Wilhelmina Barns-Graham
Print Painting
Wilhelmina Barns-Graham's is an important figure in the story of St Ives Modernism. Throughout her life, her work bridged the gap between the abstract and the representational, typically drawing on the landscape for inspiration. She created numerous works in response to her travels in Switzerland and Spain, and her St Ives works reflect her intuitive sense of vitality, colour, space and construction.

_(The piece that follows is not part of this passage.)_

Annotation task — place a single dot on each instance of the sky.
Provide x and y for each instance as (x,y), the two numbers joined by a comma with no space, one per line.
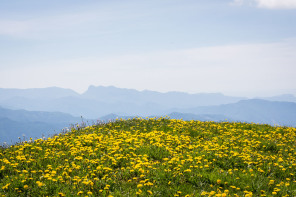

Wilhelmina was born in Scotland in 1912. In 1931 she enrolled at Edinburgh College of Art, and in 1940 she moved to St Ives in Cornwall to escape the war. There she met artists Borlase Smart, Alfred Wallis and Bernard Leach, as well as the painter Ben Nicholson and the sculptors Barbara Hepworth and Naum Gabo. She became a member of the Newlyn Society of Artists and the St Ives Society of Artists, but left the latter when, in 1949, the St Ives art community suffered an acrimonious split. She became a founder member of a breakaway group of abstract artists, the Penwith Society of Arts, and was also an initial member of the Crypt Group. In 1992 she received an honorary doctorate from the University of St Andrews, and later from the Universities of Plymouth, Exeter and Falmouth. In 1999 she was elected an honorary member of the Royal Scottish Academy and the Royal Scottish Watercolourists, and in 2001 she was awarded a CBE.